В. М. Юрий Петрович, можете вы рассказать о «Тристане и Изольде»? Я совсем ничего не знаю об этой постановке. Есть две рецензии – и все. Ю.П. Там было странно сделано. Во‑первых, в фойе был накрыт стол, где были три визитные карточки: мадам Визендок, господин Визендок, Вагнер. И стояло у всех троих по бокалу вина – любовный напиток. Потому что это же треугольник. И этот треугольник я продолжал – как бы Король был Визендок, Вагнер и мадам. И этот же треугольник пошел в музыку и в сюжет оперы. А дальше там визуально было красиво довольно.

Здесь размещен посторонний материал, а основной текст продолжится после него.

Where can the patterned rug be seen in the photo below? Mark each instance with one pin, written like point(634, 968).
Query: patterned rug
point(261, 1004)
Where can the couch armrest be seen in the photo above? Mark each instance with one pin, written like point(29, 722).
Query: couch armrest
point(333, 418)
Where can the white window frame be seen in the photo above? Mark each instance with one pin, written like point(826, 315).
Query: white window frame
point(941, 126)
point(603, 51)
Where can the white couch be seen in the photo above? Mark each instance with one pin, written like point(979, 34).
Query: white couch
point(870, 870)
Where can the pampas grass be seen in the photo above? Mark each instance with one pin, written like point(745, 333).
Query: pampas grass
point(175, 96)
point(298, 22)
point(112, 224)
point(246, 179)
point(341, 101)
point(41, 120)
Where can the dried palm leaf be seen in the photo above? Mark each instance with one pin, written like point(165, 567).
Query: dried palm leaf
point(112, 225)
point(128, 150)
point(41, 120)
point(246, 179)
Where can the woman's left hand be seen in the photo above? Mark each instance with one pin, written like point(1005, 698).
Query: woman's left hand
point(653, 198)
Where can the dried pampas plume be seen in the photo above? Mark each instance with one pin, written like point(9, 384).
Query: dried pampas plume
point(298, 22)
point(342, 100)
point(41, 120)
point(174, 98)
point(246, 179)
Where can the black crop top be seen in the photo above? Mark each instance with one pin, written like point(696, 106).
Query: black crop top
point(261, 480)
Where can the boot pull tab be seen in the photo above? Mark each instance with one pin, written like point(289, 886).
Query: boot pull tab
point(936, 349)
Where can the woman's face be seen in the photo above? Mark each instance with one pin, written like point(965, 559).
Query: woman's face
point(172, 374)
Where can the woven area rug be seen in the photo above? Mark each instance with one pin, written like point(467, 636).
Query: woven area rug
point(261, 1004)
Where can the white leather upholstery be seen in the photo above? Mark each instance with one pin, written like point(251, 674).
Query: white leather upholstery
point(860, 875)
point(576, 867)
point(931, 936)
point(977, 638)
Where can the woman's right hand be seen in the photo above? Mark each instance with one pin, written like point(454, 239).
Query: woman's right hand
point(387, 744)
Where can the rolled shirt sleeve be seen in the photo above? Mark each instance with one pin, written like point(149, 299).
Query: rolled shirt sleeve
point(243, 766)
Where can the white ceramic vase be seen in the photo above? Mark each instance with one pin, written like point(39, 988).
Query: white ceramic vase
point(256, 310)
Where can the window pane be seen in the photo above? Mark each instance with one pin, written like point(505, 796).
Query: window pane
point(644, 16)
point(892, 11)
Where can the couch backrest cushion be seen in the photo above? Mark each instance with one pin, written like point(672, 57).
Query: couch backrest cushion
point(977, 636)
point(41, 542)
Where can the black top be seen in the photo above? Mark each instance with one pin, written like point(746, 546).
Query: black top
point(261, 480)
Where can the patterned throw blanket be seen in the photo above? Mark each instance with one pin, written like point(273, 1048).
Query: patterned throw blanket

Самое, мне кажется, было красивое – это знаменитый любовный дуэт очень длинный и то, что всем ценителям пришлось по душе в какой‑то мере, что я их разъединил, а не соединил. Они как бы витали над оркестром. Я так поставил свет и вывел полосу примерно метра полтора в оркестр. Прежде всего, им легче было петь, их слышно было хорошо, ведь очень трудно Вагнера петь. И это давало поэтичность большую и это завораживало, этот поток их воспоминаний бесконечных, а не реальные объятия, не реальные сцены. И поэтому, мне кажется, это не мешало абсолютно музыке, а помогало, и она стала больше входить в слушателя. Потому что всегда певцы довольно грузные и полные, и когда они начинают изображать любовь – нестерпимо смотреть. А там мне удалось как‑то избежать этих вещей. В. М. Там был какой‑то рояль или нет? Ю.П. Был. Он носился в воздухе. Публика приходила – ничего не могла понять. Я переделал фойе, я много зеркал поставил, вот этот стол и трость, приметы мадам Визендок, вагнеровский берет – знаменитый берет Вагнера – там все было полунамеками сделано. Этот зал Коммунале оперного театра в Болонье – зеркала изменили пространство. И когда публика приходила, она неожиданно была удивлена, что все переменилось в театре. То есть я продолжал игру, начиная с фойе. Часто я это делал, а часто бросал. Но там я это сделал. И когда они входили в зал, то они тоже ничего не понимали: стоит концертный рояль. А у Вагнера помимо этого же есть и песни Изольды и вроде певица начинала петь, а как бы Вагнер аккомпанировал. Тристан он вроде Вагнер, а вокруг ходит певец, который Король, он вроде Визендок. И публика была в недоумении: а где же декорации, где вообще все, что требуется, все аксессуары оперные. Потом этот рояль вдруг, такой световой сильный эффект был, и он улетал в воздух, и появлялся уже остов, какие‑то стены, как бы корабль качающийся. И начиналось путешествие.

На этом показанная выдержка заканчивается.